Em poucos meses seus efeitos foram sentidos em todo o planeta e de acordo com a maioria dos estudos realizados, 25 milhões de pessoas morreram nos primeiros seis meses de 1918.

Estima-se que a gripe espanhola matou 5% da população mundial, aproximadamente 500 milhões de pessoas

Naquela época, a Espanha não participou da Grande Guerra e, por essa razão, a mídia tratou as notícias da gripe de maneira especial e, por causa disso, a epidemia ficou conhecida internacionalmente como "gripe espanhola".

Em 1918, a população européia tomou conhecimento de um fato: a gripe estava matando mais indivíduos do que a própria guerra mundial

Em princípio, esta patologia foi apresentada com os sintomas típicos da gripe: mal-estar, dor de cabeça, febre e tosse. No entanto, o vírus da gripe de 1918 tinha características únicas e, em poucos dias, uma pessoa infectada poderia morrer.

Os hospitais europeus foram sobrecarregados, tanto pelos feridos de guerra como pelos que sofrem da gripe. Os efeitos da pandemia tiveram uma dimensão internacional. Depois de alguns dias de agonia, os pacientes morreram. Os médicos ficaram totalmente impressionados, porque não tiveram um tratamento efetivo contra a doença. Da mesma forma, em 1918, os movimentos constantes das tropas causaram a expansão da doença. Alguns especialistas consideram que o fenômeno da gripe e a guerra mundial estavam diretamente relacionados, já que a fraqueza física dos soldados favorecia a propagação de algumas doenças.

Para combater os efeitos da epidemia, tentaram-se todos os tipos de medicamentos e substâncias: injecções de aspirina, formalina, quinina, álcool ou terebintina. Em paralelo, alguns aproveitaram as circunstâncias para lançar elixires milagrosos no mercado.

Uma parte importante da população decidiu colocar uma máscara protetora para evitar o contágio.

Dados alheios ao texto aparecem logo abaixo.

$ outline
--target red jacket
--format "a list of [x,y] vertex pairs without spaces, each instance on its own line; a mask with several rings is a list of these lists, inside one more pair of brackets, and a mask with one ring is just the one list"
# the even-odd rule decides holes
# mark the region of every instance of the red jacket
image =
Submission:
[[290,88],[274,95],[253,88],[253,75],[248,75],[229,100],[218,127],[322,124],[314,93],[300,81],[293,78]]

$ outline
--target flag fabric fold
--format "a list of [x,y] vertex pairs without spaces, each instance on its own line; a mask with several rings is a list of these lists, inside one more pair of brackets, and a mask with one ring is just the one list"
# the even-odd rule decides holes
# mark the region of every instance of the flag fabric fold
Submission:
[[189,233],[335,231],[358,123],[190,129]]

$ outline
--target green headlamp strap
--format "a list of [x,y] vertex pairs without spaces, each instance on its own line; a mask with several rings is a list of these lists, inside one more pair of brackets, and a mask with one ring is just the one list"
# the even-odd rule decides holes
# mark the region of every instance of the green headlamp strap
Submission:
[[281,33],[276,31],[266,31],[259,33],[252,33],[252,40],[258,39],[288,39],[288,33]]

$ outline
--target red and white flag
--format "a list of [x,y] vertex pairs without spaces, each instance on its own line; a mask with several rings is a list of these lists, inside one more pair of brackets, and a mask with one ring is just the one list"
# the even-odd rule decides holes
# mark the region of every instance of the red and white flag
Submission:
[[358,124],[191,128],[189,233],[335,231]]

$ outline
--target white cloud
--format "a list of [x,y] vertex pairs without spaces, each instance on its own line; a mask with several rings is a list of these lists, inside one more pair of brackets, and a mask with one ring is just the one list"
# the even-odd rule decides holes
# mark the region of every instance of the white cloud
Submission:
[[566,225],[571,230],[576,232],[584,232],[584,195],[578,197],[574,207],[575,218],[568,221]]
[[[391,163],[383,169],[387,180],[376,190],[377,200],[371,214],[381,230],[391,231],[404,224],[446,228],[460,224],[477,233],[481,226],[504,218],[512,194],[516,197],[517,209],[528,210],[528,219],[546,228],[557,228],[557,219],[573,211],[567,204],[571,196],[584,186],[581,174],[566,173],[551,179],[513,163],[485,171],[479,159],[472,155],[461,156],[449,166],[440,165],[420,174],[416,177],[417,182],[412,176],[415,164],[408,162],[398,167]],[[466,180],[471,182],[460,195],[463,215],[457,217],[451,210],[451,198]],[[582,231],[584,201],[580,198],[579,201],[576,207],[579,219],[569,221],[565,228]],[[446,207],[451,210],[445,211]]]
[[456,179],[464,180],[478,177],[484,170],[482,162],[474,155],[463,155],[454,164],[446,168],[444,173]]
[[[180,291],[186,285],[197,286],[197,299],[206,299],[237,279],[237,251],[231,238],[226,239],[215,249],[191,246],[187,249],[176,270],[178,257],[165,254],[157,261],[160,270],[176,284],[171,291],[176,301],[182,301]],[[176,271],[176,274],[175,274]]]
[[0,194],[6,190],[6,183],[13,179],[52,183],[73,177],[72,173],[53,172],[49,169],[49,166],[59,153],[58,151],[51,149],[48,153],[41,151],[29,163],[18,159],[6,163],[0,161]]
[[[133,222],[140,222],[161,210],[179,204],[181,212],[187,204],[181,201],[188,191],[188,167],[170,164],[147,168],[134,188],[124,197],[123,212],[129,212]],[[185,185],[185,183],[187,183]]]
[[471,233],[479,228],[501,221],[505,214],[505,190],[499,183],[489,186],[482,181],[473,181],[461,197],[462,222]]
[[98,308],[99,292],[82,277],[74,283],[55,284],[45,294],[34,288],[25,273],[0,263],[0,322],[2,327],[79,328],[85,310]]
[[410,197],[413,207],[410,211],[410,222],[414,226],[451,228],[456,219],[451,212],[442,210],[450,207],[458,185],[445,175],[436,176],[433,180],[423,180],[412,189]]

Todas essas medidas foram inúteis e toda a humanidade viveu em uma situação de pânico.

100 anos depois, a origem exata da pandemia ainda é desconhecida

Cientistas estudam as informações sobre "a gripe espanhola" de 1918. O objetivo desta pesquisa tem um duplo interesse:

1) compreender os mecanismos celulares que desencadearam este episódio e

2) impedir qualquer possível repetição dessa pandemia devastadora. Estima-se que, no momento, um novo vírus da gripe possa se espalhar pelo planeta em 24 horas.

Aqueles que estudaram a gripe de 1918 coincidem em um aspecto importante: não foi uma epidemia, mas uma pandemia.

Enquanto uma epidemia é a propagação de uma infecção bacteriana ou viral que afeta um grande número de pessoas em um território, uma pandemia é uma infecção causada por um novo vírus ou a mutação de um vírus existente e que pode afetar territórios extensos.